Ancient Nuclear Warfare
- Sunday, April 5, 2009, 7:10
- Articles, Planet X
- 2,092 views
- Add a comment
Are the Indian remains of Mohenjo Daro and Harappa, their sudden abandonment and the apparent discovery of an ancient site with a layer of radioactive ash the best available evidence for the possibility that our ancient ancestors possessed a highly advanced technology – which might have included atomic warfare?
Did an ancient advanced – if not extra-terrestrial – civilisation exist on Earth? The question is very intriguing and despite the academic ridicule that has been bestowed on the likes of Erich von Däniken and Zecharia Sitchin, the idea has caught the world’s imagination, with the help of Hollywood and shows such as Stargate SG-1.
But apart from a battle for our hearts, there is also a battle for our minds: is there evidence that ET visited and lived here, millennia ago? Many possible scenarios and theories have been put forward, from statements that Atlantis was a high tech civilisation, leaving us an as yet undiscovered Hall of Records and the pyramid complex at Gizeh, to the possibility that the Nazca lines might be a prehistoric airport.
In 2007, the latter was voted as one of the Fortean Wonders of the World. Nazca’s popularity is almost singularly due to Erich von Däniken, whose approach in his quest for serious consideration of the “ET question” has been to point out various anomalies, resulting in a pool of evidence that is then queried as to whether together, this could – should – be seen as evidence of either an alien or a highly technologically advanced civilisation.
What his approach has revealed, is that science in the 1960s thought it had all the answers, but largely had to perform much additional research. Today, this has meant that some of the sites, such as Nazca, have received a more proper scientific study.
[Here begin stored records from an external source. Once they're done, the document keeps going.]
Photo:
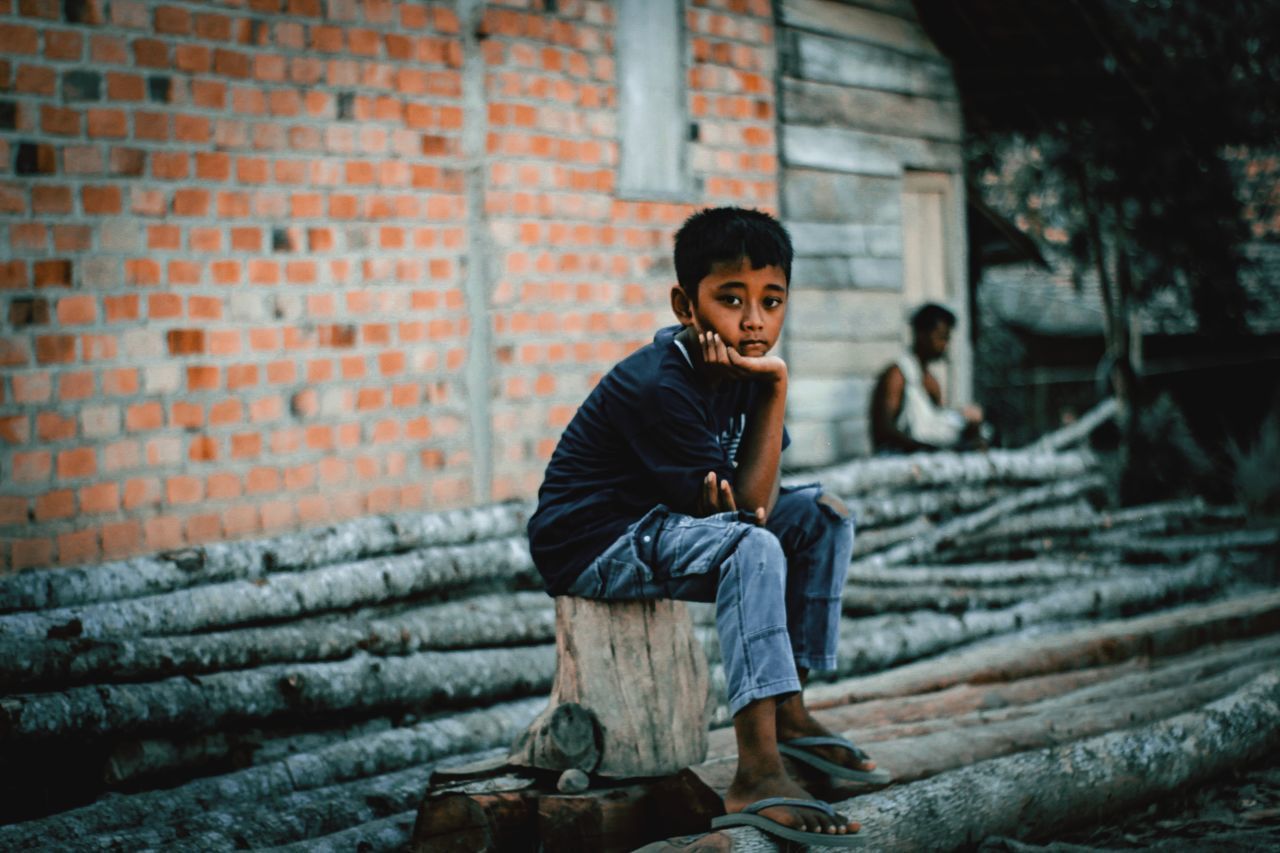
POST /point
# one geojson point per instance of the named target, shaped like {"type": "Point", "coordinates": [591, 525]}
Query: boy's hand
{"type": "Point", "coordinates": [730, 363]}
{"type": "Point", "coordinates": [718, 497]}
In a larger context, von Däniken’s “body of evidence” has also enabled easier acceptance of sites such as Caral, which truly have made the “New World” as “Old” – if not older – revealing many parallels between the two continents. To some extent, von Däniken has fought “their battle”, eased the scientific acceptance of Caral and like.
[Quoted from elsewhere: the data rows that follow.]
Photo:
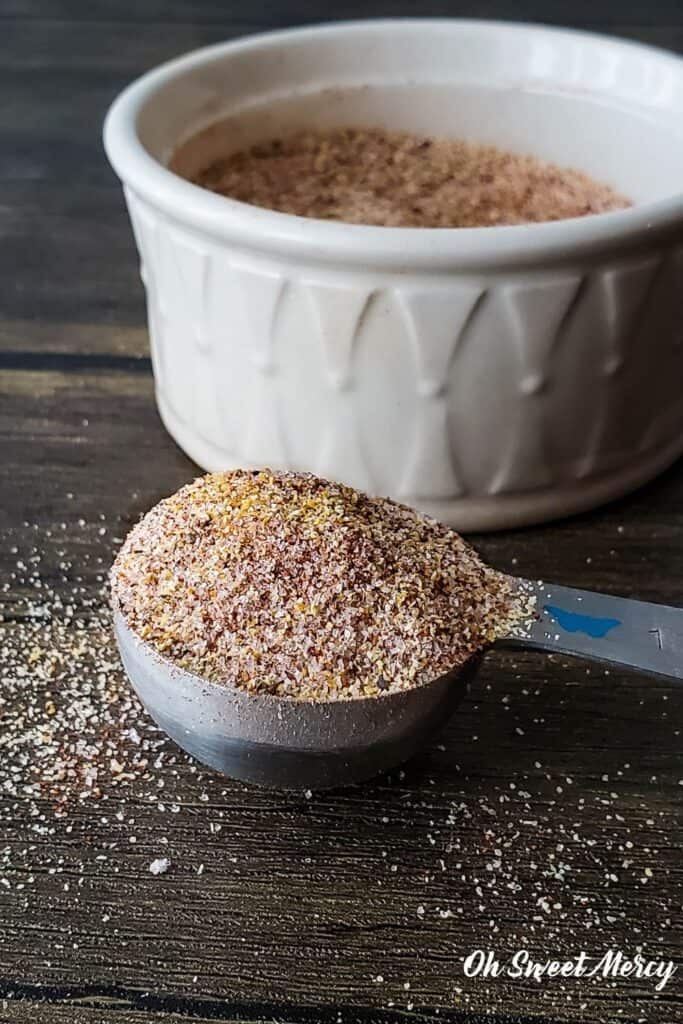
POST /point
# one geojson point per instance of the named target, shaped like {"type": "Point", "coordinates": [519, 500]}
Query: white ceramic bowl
{"type": "Point", "coordinates": [491, 377]}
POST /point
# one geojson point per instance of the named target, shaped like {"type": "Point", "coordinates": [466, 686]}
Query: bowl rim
{"type": "Point", "coordinates": [271, 231]}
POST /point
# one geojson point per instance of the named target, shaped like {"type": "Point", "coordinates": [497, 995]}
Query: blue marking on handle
{"type": "Point", "coordinates": [573, 623]}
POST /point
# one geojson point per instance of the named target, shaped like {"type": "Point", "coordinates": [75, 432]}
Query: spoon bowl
{"type": "Point", "coordinates": [294, 743]}
{"type": "Point", "coordinates": [286, 742]}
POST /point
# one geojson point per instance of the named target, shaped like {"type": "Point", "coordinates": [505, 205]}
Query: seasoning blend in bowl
{"type": "Point", "coordinates": [488, 376]}
{"type": "Point", "coordinates": [285, 584]}
{"type": "Point", "coordinates": [395, 179]}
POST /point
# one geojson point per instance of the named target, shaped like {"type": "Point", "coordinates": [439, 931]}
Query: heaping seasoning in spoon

It is therefore clear that von Däniken has had an impact on archaeology, but, equally, since first airing the question whether or not we have alien ancestors, the answer has remained a negative: there is, four decades later, no hard evidence ET landed on Earth.
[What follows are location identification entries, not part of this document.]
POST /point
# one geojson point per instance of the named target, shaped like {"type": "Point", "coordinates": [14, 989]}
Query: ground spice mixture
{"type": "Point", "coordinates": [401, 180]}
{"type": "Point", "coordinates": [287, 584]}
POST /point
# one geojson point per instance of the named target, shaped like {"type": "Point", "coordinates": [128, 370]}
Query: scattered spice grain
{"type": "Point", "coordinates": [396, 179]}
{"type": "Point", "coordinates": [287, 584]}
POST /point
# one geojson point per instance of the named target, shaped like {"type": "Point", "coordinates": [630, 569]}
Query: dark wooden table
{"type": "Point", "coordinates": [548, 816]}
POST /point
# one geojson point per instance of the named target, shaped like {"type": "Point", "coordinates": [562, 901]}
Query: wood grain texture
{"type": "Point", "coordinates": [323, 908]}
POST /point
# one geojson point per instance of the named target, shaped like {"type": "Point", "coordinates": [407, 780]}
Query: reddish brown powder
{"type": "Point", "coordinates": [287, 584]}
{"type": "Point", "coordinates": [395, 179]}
Another popular ancient astronaut author is Zecharia Sitchin, who, in origin, decided to focus on a more specific area, the Sumerian civilisation, and analysed every detail of its myths and history, claiming the devil was in the detail: that hidden inside these myths, when properly translated and explained, was clear evidence of an alien component of this civilisation, which he then set out to write down in a series of books, The Earth Chronicles, beginning with The Twelfth Planet in 1976.